During the three months ended March 31, 2013, IBEX converted $58,929 of the Revolver’s outstanding balance and received 78,571,428 shares of the Company’s common stock at a conversion price of $0.00075 per share. There were no debt conversions for the three months ended March 31, 2012.

The balance of the Revolver as of March 31, 2013 and December 31, 2012 was $1,535,981 and $1,325,947, respectively. During the three months ended March 31, 2013, the Company received an additional $251,000 in proceeds through the Revolver to fund operating expenses. If converted, the Revolver debt at March 31, 2013, at the conversion price of $.0012 per share represents 1,279,983,562 shares of common stock.

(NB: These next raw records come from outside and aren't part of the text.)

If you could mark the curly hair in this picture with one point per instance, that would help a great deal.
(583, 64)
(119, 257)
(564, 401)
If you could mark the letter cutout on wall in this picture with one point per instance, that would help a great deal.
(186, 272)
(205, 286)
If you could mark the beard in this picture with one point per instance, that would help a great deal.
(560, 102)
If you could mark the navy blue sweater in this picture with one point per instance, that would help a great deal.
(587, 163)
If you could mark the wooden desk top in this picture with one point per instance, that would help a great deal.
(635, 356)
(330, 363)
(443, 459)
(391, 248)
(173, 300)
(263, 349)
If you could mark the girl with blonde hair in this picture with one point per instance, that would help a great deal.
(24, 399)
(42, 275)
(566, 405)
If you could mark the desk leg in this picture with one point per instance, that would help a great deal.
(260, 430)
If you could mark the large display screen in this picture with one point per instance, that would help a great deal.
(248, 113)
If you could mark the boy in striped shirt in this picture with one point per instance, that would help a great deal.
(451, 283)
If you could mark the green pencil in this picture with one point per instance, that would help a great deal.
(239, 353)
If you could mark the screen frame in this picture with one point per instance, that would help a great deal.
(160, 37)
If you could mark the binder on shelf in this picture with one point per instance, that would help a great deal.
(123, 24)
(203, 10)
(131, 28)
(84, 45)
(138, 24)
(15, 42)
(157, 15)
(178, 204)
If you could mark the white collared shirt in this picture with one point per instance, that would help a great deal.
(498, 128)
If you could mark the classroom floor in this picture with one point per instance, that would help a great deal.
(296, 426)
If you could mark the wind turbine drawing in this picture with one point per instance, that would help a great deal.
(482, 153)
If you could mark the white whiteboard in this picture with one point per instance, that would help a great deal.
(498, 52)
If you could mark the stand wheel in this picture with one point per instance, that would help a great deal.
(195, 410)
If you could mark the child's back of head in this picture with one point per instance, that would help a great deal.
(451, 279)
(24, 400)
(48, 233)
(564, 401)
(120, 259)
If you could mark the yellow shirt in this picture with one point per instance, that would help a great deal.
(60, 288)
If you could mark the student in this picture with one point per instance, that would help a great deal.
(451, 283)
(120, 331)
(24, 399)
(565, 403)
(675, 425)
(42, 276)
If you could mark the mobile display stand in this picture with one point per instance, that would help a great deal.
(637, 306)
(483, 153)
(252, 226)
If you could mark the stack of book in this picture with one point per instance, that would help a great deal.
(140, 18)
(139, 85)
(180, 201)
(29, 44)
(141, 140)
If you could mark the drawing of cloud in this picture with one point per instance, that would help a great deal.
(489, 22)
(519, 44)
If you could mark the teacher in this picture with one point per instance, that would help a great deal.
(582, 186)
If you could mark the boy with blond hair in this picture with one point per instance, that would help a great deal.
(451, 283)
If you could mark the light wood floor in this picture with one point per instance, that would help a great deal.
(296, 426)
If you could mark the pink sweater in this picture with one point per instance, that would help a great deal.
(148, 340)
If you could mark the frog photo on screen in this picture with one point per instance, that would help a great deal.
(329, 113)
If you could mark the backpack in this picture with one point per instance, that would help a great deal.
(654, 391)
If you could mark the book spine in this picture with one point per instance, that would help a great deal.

If you look at the amount of debt BIEL has maturing in 2013 it does not paint a pretty picture for the rest of the year. Yes, they can extend the maturity date on some of the debt, but that also involves lowering the conversion rate. I know this is an FDA or bust stock for most, but from a financial standpoint this year could be ugly if they don't get good news in the VERY near term.